The gift from the Hartsville, South Carolina-based global packaging leader forges a powerful learning and economic development resource for South Carolina. The proposed institute will be the only one of its kind in the nation.
The planned institute will provide resources for students of Clemson to enhance their opportunities for successful careers in packaging, printing and allied fields. Research work within the institute will fall into four broad categories: research, testing and product development; training; student and faculty projects; and short courses and special programs.
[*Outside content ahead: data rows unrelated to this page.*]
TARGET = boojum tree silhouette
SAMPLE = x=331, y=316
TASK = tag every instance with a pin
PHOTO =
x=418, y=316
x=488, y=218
The institute will promote consumer and environmentally superior packaging design development, printing-imaging technologies and printing-packaging systems to enhance the reusability, traceability and sustainability of paperboard, film and corrugated paperboard packages.
‘Sonoco has been a long-standing friend of Clemson,’ said university president Jim Barker. ‘This gift creates an extraordinary investment in education, research and service to a high-tech industry.’
The funds will be used to help pay for construction of a facility to house components of the institute. Additionally, there are commitments of gifts-in-kind for technology support of the institute. Program leaders foresee the need for endowed chairs to teach and direct the momentum of the institute: two positions in packaging science and one in graphic communications. The institute will be self-sustaining with revenue derived from activities.
This gift is not Sonoco’s first to the university. In 1992 the company provided $500,000 for a laboratory that was dedicated as the Sonoco Packaging Science Laboratory in 1993.
‘We understand the value of a research university partnership,’ said Sonoco President and CEO Harris E. DeLoach Jr. ‘Preparing the next generation of packaging and graphics professionals is vital. Research drives change and we have to be able to change to compete more effectively. We are changing — changing the way the world sees packaging, changing the way the world sees us.’